The Federal Housing Administration stepped in to make loans to many of the nation’s lower-income and first-time home buyers during the past several years as private lender fled the scene. It seems, however, that there was good reason to lenders to turn the other way – FHA-insured loans now have one of the fastest rising delinquency rates.
During the year ended March 31, the number of loans backed by the FHA that were 90 days or more jumped 27 percent and foreclosures were up 17 percent, according to federal regulators.
Compare that to loans backed by government-sponsored mortgage companies Fannie Mae and Freddie Mac that have seen a 15 percent decrease in delinquencies and 6 percent decline in foreclosures during the same time.
The comparison to bank loans is even more dramatic. Mortgage bank loan delinquencies plummeted 39 percent and foreclosures sank 10 percent.
So why are FHA-insured loans performing so poorly? Mostly because of the delinquent loans were lower quality loans to begin with. When Fannie, Freddie, and private lenders beefed up their lending standards in the wake of the financial crisis, FHA-backed loans remained relatively more loose. A down payment of only 3.5 percent is required, and during the past several years that kind of equity could be swallowed up in one month of falling home prices. That has left many FHA borrowers quickly underwater on their mortgages.

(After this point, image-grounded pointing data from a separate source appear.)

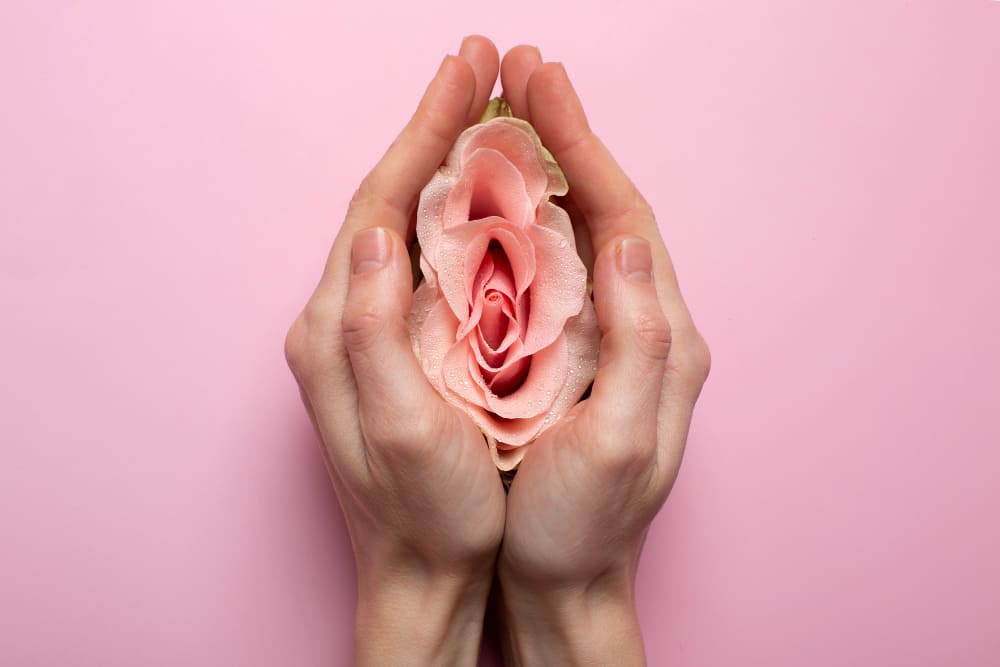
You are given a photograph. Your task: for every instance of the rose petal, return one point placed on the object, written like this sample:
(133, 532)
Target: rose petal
(493, 323)
(488, 186)
(437, 337)
(462, 250)
(458, 377)
(558, 290)
(504, 456)
(520, 144)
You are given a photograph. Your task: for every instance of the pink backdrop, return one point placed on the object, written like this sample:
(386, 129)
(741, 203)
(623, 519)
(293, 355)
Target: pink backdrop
(827, 175)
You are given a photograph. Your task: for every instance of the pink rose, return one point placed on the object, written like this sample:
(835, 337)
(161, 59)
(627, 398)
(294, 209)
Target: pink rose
(502, 321)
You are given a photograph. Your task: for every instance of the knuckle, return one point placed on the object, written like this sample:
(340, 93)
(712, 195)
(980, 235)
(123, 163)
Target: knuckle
(693, 365)
(401, 433)
(361, 325)
(623, 450)
(296, 344)
(653, 335)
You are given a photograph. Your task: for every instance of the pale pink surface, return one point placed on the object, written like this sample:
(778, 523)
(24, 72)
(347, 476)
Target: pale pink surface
(826, 175)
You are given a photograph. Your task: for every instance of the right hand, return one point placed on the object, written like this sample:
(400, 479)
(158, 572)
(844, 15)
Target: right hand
(585, 494)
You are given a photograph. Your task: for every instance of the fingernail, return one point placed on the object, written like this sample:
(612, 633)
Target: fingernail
(370, 250)
(635, 260)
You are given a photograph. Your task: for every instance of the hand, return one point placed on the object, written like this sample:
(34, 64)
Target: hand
(583, 498)
(423, 503)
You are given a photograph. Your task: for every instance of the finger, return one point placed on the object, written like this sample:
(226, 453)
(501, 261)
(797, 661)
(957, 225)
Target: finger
(635, 345)
(390, 191)
(607, 198)
(515, 70)
(482, 56)
(393, 392)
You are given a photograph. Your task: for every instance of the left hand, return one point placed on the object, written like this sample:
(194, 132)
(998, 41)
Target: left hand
(423, 502)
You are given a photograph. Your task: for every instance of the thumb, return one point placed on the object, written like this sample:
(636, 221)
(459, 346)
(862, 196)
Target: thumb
(634, 345)
(392, 388)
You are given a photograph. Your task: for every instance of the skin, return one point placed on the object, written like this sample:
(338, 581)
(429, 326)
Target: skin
(423, 504)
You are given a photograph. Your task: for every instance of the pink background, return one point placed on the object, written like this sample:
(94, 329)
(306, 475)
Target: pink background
(827, 175)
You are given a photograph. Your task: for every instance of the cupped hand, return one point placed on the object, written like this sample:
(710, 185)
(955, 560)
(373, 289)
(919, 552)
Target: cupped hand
(423, 503)
(585, 493)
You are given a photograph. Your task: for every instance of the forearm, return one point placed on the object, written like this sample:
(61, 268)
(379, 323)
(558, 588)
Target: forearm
(419, 620)
(573, 626)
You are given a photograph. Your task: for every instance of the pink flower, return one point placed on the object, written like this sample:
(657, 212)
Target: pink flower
(502, 321)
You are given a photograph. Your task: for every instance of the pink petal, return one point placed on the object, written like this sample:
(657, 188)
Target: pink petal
(559, 289)
(493, 323)
(457, 371)
(504, 456)
(437, 337)
(488, 186)
(520, 144)
(463, 248)
(509, 379)
(538, 391)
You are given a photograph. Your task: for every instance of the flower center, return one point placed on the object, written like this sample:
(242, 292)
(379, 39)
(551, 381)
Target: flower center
(494, 322)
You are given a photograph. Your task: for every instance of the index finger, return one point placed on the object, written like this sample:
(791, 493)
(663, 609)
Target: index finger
(607, 198)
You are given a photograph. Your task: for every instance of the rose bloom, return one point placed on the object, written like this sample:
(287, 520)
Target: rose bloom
(502, 321)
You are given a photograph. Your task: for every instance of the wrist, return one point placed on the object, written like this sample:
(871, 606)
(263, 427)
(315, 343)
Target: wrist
(586, 624)
(418, 616)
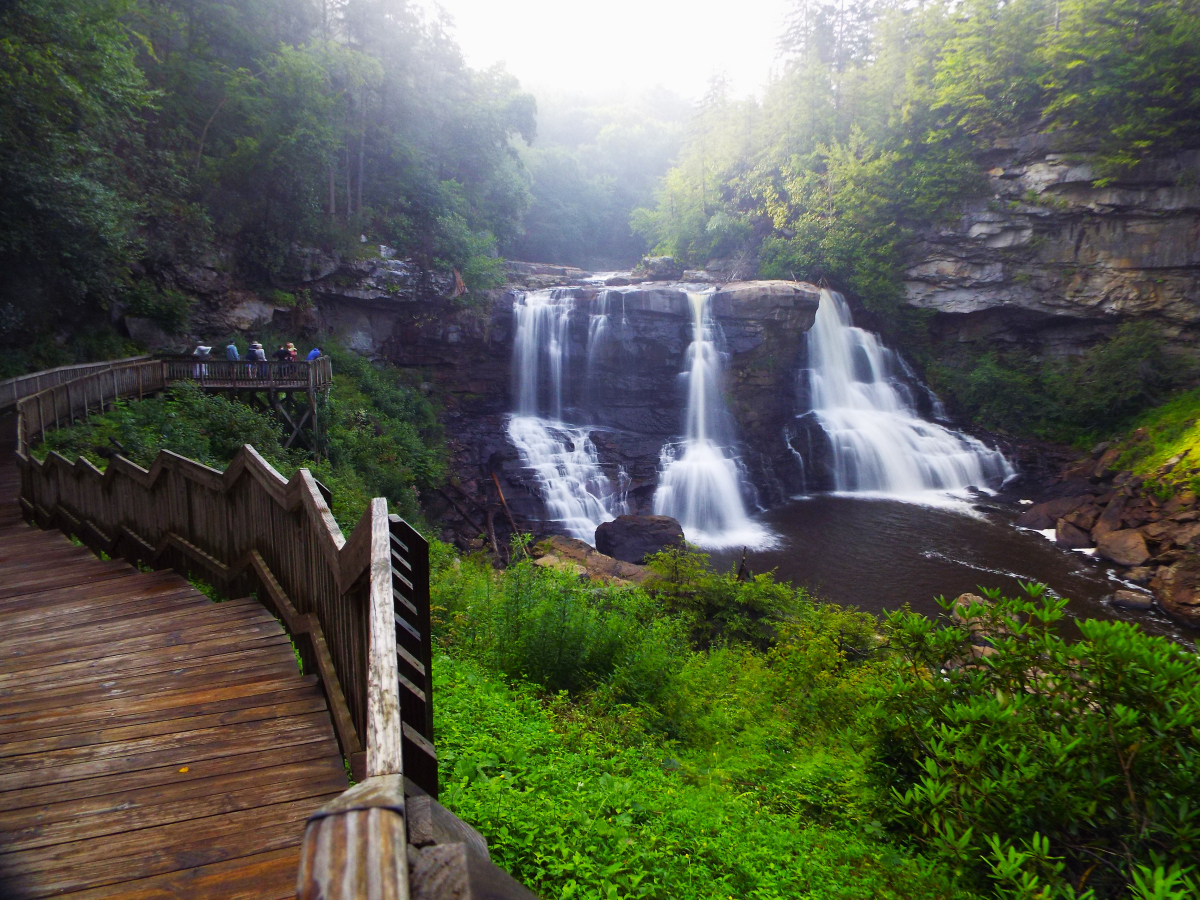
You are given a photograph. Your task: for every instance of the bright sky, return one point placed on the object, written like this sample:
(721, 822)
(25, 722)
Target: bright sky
(598, 46)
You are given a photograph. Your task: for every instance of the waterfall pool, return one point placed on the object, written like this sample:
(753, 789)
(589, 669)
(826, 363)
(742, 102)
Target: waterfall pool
(879, 555)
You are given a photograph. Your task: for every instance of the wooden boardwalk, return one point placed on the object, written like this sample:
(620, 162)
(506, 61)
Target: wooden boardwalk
(153, 743)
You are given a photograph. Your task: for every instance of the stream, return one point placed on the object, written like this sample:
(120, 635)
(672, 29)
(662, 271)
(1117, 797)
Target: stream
(879, 555)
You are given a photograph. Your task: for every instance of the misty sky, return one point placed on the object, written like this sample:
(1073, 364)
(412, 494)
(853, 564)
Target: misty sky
(597, 46)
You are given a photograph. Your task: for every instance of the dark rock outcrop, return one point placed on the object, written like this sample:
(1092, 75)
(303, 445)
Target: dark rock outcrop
(1123, 547)
(1050, 262)
(635, 538)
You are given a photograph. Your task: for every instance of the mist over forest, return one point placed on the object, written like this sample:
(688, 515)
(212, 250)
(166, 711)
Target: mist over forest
(810, 473)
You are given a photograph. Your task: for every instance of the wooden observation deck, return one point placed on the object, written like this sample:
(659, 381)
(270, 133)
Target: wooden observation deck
(157, 744)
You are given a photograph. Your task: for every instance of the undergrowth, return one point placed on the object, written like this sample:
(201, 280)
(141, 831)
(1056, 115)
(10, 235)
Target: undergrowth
(645, 742)
(379, 436)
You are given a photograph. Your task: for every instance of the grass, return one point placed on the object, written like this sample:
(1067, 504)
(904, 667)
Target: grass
(1162, 433)
(580, 802)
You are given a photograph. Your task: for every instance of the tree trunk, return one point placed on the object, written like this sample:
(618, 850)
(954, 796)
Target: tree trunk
(333, 192)
(363, 138)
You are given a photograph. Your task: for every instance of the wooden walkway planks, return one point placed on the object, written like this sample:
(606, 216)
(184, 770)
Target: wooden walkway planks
(153, 743)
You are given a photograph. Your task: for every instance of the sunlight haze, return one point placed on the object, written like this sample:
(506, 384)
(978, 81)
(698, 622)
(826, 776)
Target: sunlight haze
(598, 47)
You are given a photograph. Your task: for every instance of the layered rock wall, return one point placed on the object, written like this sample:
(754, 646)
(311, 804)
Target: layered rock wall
(630, 389)
(1051, 262)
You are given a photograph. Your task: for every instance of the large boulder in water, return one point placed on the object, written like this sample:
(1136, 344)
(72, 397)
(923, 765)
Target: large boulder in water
(634, 538)
(1123, 547)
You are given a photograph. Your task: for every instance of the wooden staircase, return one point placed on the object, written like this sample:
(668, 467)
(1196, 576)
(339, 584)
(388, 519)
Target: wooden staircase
(153, 743)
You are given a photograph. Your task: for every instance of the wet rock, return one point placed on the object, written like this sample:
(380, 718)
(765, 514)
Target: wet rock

The FHA has tried to create better quality loans in the past few years. Starting in 2009, the agency started requiring insurance premium fees as well as creating a minimum credit score for its applicants. Larger down payments are now required for borrowers with credit scores below 580 and sellers are no longer allowed to assist borrowers with down payments.
“We expect the new books will continue with their better performance, primarily because of the steps that were put in place,” said an FHA official as quoted in a CNN Money article. “And we are benefiting from having more high-credit borrowers.”